01 December 2011

22 La mélancolie


Il est parfois si doux d’être mélancolique. C’est s’envelopper d’une couverture de coutures, qu’on lit comme l’on plonge les doigts dans la confiture ; ca colle au corps, mais durant un instant ça allège le décor. C’est un tout petit bout de grève entre deux traversées acharnées sur des flots toujours trop hauts.  Mélancolie et moi étions très bonnes amies, mais j’aimais décider de son entrée dans mes journées, et c’était là une tache un peu compliquée. Elle me sauvait la vie, car petit à petit j’avais appris à la laisser venir, et à en profiter pour me laisser couler. Parfois je la convoquais, et nous nous asseyions, sur mon grand canapé pour écrire des mots doux à cet homme trop plein de tout. Je laissais affluer d’inutiles pensées d’espérances pleines d’aisances qui me déboussolaient, et mettais sur du papier des mots imaginés, des idées insensées. Elle me suivait pas à pas comme une image, attendant sagement pour me prendre en otage. Elle était dans ma pénombre, une vieille amie qui encombre car je voulais préciser, du départ et de l’arrivée, de cette mélancolie d’amitié. Mais souvent dans mes virements, de danseuse d’avant survivant le présent, je croisais des revenants un peu trop miroirs de nos jolies histoires. Il y avait dans les visages, parfois des vestiges de tes images, et dans beaucoup de paysages je te lisais dans un mirage. Alors je la chassais à grands coups de mains et de pieds, Mélancolie je ne t’avais pas invité.

« Tu ne fais rien alors ? » Me demandaient certains. C’est un temps mort. Mélancolie et moi faisons un tour dans les bois. Il a duré longtemps ce temps mort là.  Il me fallait marcher dans des prés immenses et décolorés, dans des villes très hautes et bétonnées, sur des océans un peu trop agités, et puis l’écraser, ton souvenir qui ne me faisait plus rire.
Il s’éternisait c’est vrai, ce temps mort mélancolique.  Et j’étais un peu alcoolique, un peu bordélique, un peu pathétique aussi - sans vouloir être trop drastique - J’envisageais mes options, faisait tourner la mappe monde, pointait du doigts des endroits qui fleuraient bon, ressassais mes cartes professionnelles, mes obligations envers mes paternels, mais finissait allongée dans mon désordre de cartons, toujours trop polluée d’émotions.
J’avais des multitudes d’aptitudes qui faisaient de moi, selon mon entourage trop bon, une fille aux milles et une saisons. Finalement, décider de ne rien faire, était une bonne idée pour les faire taire.
Ça m’était apparu comme une nécessité, me laisser porter, me laisser flotter, me laisser rêver. Moi petite vive, empreinte d’activité maladive, j’avais décidé de me plonger dans une sérénité passive jusqu’au jour où mon esprit m’enverrait déboussoler la planète de toute cette énergie que je me serais infiltré sur le chantier, de mon cœur en rénovation, de mes sens en purification.

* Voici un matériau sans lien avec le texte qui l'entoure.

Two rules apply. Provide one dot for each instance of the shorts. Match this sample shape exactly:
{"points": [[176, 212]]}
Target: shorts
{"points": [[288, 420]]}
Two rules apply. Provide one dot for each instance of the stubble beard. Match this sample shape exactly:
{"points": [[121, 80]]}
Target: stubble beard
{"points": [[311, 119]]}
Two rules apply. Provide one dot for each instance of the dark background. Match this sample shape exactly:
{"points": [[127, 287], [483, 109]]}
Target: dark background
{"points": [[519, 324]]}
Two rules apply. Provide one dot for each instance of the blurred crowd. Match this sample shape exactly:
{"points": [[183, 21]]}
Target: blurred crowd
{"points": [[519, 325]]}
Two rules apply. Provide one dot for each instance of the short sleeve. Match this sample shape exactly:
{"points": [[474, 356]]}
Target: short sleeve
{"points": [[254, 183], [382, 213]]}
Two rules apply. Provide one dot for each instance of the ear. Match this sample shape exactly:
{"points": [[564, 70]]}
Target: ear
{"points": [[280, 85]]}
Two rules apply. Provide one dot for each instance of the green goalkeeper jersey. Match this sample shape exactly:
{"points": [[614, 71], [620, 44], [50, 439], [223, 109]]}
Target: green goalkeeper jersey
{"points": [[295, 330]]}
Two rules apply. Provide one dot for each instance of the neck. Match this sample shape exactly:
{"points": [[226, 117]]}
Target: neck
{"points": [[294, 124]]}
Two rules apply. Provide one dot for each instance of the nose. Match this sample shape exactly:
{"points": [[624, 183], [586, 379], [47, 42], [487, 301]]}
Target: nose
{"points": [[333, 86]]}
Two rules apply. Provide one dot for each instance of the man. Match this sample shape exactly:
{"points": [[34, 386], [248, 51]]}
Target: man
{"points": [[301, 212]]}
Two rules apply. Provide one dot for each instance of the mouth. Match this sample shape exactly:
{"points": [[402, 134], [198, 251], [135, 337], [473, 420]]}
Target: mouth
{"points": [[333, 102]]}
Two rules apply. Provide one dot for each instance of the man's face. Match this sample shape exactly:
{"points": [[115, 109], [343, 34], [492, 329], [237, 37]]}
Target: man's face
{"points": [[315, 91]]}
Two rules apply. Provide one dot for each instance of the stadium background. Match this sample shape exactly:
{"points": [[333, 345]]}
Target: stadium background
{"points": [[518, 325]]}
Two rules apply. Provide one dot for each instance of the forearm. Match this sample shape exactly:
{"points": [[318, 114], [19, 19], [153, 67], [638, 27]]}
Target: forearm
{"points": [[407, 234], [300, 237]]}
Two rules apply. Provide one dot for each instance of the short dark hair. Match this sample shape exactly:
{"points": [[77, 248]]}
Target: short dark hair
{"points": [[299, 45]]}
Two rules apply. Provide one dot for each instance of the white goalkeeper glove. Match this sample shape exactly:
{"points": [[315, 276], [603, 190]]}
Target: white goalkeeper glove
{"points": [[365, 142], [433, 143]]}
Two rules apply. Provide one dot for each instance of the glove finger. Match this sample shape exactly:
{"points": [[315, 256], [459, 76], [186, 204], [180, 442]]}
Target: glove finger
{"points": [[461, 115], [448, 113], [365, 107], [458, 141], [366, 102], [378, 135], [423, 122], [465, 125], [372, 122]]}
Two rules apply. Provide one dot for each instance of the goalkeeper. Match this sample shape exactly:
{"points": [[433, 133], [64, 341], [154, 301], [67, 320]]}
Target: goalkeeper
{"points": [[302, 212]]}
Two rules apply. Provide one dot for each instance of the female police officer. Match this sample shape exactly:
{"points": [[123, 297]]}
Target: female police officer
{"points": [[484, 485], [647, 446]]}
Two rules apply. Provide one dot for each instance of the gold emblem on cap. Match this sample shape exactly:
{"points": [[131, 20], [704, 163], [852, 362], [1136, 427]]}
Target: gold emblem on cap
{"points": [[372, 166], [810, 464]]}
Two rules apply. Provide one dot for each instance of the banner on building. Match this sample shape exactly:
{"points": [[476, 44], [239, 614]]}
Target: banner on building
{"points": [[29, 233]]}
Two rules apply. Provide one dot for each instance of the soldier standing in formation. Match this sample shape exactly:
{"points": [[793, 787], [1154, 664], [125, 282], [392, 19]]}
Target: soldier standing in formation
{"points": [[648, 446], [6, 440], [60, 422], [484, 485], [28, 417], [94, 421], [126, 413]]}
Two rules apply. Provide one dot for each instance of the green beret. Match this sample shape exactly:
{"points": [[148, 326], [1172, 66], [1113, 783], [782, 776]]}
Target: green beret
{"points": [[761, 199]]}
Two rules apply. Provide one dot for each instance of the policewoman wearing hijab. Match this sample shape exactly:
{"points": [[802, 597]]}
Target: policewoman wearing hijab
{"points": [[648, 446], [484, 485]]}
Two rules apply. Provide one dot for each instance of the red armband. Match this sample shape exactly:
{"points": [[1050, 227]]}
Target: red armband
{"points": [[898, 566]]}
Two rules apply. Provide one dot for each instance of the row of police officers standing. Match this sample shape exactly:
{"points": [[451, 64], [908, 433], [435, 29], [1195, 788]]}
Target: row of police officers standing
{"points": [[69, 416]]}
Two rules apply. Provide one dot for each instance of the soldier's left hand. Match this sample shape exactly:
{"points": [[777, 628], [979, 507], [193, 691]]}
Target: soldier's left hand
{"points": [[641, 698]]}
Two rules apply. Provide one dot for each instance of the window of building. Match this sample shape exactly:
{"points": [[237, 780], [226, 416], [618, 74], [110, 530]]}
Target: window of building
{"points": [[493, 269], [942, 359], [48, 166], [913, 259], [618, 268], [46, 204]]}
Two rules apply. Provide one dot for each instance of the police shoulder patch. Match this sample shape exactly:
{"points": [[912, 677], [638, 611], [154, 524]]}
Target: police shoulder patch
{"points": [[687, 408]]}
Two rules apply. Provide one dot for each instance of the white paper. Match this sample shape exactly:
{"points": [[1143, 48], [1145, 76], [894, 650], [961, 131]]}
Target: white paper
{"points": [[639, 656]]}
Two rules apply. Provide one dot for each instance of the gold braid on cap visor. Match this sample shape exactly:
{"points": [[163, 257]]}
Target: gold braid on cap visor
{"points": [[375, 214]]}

J’étais intolérante et impatiente autrefois, avant toi. Et des filles comme moi après toi, je les aurais catapulté au régime forcé. J’exigeais et je jugeais, j’ordonnais, j’adjugeais. Tout cela me semble aujourd’hui d’une magnifique absurdité. Nombreuses sont les fois où me sont venues à la bouche, comme un automatisme, des remarques aux pointillés sadiques. Mais depuis tout ça j’ai appris le poids des émois, et je laisse chacun, agir en bon crétin.

Malgré tout ce joli récit, j’ai toujours su que je n’étais absolument pas faite pour la mélancolie. Rien ne me déplaît plus que de voir des gens se complaire toute une vie durant dans une tristesse confortable et évitable. Mon texte - ça n’est pas en ma faveur - et ma vie de ces dernières centaines d’heures, ne semblent apparemment que porter sur cela. Quelle ironie du sort. 
Mais bon, Mélancolie ne s’habille de gris que certains jours choisis, alors j’oublie Tristesse et son voile de vieillesse, tant pis pour tes fesses.